Sur les 52 petits États insulaires en développement dans le monde, six se trouvent en Afrique. Il s’agit du Cap-Vert, des Comores, de la Guinée-Bissau, de Maurice, de São Tomé-et-Principe et des Seychelles. Ces pays varient en taille, le plus petit étant les Seychelles (qui se composent de 115 petites îles, soit le plus grand nombre chez les petits États insulaires en développement d’Afrique), et le plus grand, la Guinée-Bissau (qui comprend près de 80 îles). Pour la plupart, ces pays évoquent des images saisissantes de paradis touristiques caractérisés par des plages paisibles, des palmiers, des eaux turquoise et transparentes ou des récifs coralliens aux couleurs vives.

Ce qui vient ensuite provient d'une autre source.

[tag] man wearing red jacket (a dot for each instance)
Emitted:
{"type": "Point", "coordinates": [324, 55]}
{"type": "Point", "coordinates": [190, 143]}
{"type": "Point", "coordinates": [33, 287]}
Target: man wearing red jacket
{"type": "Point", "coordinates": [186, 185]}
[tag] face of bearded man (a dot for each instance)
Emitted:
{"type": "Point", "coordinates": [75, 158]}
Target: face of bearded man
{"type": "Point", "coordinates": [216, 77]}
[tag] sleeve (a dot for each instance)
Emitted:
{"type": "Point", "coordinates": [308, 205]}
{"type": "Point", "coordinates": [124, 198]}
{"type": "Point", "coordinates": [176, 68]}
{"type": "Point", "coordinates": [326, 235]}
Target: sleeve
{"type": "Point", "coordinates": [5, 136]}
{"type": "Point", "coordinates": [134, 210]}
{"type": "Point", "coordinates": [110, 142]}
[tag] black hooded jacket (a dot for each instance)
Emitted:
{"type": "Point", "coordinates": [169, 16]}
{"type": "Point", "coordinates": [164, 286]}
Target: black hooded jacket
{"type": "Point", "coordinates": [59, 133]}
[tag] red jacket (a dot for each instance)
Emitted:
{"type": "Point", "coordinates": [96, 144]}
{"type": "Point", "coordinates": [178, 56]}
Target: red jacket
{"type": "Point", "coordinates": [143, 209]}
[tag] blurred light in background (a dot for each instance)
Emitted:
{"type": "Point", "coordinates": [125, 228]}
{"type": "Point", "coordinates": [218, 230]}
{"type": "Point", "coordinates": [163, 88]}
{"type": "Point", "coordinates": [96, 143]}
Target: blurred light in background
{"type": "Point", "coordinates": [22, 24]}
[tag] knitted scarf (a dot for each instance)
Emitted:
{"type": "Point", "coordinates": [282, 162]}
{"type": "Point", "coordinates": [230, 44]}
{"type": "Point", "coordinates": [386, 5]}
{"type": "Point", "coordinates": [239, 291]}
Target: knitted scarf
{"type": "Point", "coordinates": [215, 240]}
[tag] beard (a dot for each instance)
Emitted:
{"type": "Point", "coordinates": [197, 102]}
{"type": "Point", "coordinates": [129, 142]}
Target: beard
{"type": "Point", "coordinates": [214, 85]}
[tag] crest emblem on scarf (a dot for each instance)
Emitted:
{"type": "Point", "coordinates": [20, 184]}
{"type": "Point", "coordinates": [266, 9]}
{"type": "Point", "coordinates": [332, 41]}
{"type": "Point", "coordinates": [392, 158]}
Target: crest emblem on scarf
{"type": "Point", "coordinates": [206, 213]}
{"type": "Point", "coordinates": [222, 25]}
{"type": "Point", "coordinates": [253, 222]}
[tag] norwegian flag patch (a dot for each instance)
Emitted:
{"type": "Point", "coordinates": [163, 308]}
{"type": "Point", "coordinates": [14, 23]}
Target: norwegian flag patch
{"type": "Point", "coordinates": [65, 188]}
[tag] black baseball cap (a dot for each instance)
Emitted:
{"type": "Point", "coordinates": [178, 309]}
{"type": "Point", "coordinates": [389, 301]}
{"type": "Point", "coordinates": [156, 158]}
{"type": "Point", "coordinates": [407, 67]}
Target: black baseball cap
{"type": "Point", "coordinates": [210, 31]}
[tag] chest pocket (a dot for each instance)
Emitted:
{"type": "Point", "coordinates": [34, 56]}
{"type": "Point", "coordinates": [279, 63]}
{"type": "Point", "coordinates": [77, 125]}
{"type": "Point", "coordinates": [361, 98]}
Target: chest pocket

« Small is Beautiful », l’ouvrage de référence de l’économiste E. F. Schumacher publié en 1973, visait à battre en brèche les arguments des maximes économiques bien établies comme « la croissance est bonne » et « grand, c’est mieux », et il y est presque parvenu, en jetant notamment le doute sur les opinions largement répandues concernant la croissance et le développement. Si la plupart des petits États insulaires en développement d’Afrique s’inscrivent dans la catégorie de ce que Schumacher définit comme « petit » et qualifie également de « beau », tout ne va pas pour le mieux dans ce paradis.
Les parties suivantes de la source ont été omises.